In the brief recording clips made public by Windsor, Roberts takes pains to separate the role of judge from advocacy, saying, “It’s not our job to do that. It’s our job to decide the cases as best we can.”

‘I have to look across the lagoon at the Pride flag’

Neither Alito nor Roberts responded to CNN requests for comment. Alito also did not respond to a request related to the remarks of his wife, who was especially loquacious as Windsor drew her in.

Windsor told Martha-Ann Alito that she was a “fan” of her husband, and that her critics were “persecuting” her.

On the recording, Windsor expressed sympathy for Martha-Ann, who flew at her suburban Virginia home an upside-down US flag after Trump lost the presidential election, and apparently in the middle of a political quarrel with neighbors. She also flew an “Appeal to Heaven” flag at their home on the New Jersey shore. Martha-Ann said she wished she could counter a gay-rights flag being flown in celebration of June “Pride” month.

“You know what I want? I want a Sacred Heart of Jesus flag because I have to look across the lagoon at the Pride flag for the next month,” she told Windsor.

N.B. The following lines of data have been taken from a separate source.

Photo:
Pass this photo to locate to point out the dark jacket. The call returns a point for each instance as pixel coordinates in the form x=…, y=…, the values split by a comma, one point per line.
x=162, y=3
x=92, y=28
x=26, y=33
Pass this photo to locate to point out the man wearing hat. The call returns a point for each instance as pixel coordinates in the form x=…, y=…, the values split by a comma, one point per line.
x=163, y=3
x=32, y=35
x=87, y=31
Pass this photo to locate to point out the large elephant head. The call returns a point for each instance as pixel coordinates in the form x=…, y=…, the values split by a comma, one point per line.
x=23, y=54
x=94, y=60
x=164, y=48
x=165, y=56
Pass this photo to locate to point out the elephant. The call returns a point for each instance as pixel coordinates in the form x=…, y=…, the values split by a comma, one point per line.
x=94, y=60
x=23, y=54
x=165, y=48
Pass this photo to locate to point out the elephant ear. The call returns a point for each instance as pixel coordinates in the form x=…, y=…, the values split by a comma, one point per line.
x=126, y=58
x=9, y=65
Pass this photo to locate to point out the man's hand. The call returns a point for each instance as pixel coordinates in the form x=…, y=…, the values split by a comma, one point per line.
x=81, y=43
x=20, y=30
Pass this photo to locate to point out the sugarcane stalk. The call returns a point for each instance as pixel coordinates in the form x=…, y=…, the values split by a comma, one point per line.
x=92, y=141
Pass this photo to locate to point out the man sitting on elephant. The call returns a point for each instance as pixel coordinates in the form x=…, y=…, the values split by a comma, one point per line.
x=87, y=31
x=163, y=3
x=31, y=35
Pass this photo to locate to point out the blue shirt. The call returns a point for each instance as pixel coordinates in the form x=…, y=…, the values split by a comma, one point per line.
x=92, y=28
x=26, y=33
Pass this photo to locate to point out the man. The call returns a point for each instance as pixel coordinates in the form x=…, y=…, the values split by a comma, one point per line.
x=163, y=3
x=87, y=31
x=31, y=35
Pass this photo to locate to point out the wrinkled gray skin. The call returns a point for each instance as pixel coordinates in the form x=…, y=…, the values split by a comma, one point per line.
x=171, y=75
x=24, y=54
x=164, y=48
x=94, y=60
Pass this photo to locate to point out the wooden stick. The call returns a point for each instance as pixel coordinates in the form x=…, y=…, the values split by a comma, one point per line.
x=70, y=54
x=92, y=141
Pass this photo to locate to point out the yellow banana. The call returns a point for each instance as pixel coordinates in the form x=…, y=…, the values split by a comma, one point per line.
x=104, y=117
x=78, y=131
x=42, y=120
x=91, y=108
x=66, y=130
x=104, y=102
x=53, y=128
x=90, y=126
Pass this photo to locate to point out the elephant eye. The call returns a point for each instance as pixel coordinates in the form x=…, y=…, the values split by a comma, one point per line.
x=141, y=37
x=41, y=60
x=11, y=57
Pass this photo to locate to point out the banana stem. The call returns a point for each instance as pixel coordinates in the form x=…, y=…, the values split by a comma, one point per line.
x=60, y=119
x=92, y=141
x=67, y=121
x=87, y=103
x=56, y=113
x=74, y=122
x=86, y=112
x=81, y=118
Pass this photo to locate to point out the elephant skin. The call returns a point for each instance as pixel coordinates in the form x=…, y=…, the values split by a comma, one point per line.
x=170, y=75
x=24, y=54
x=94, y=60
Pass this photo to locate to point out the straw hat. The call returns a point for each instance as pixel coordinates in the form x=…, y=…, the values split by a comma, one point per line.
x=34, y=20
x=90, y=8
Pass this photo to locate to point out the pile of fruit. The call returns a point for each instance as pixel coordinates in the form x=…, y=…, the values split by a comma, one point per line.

And in an apparent reference to Justice Alito, she added, “And he’s like, ‘Oh, please don’t put up a flag.’ I said, ‘I won’t do it, because I’m deferring to you. But when you are free of this nonsense, I’m putting it up and I’m going to send them a message every day, maybe every week I’ll be changing the flags.’”

That’s the view of the justice’s wife, at least as it regards the flags. Justice Alito asserted in a May 29 letter to congressional leaders who sought his recusal from cases involving Trump, “My wife is fond of flying flags. I am not.”

Yet, there is likely little distance between them on religion. And these recordings from Justice Alito’s private conversations serve as a reminder of where he has been most publicly and overtly reshaping the law in America.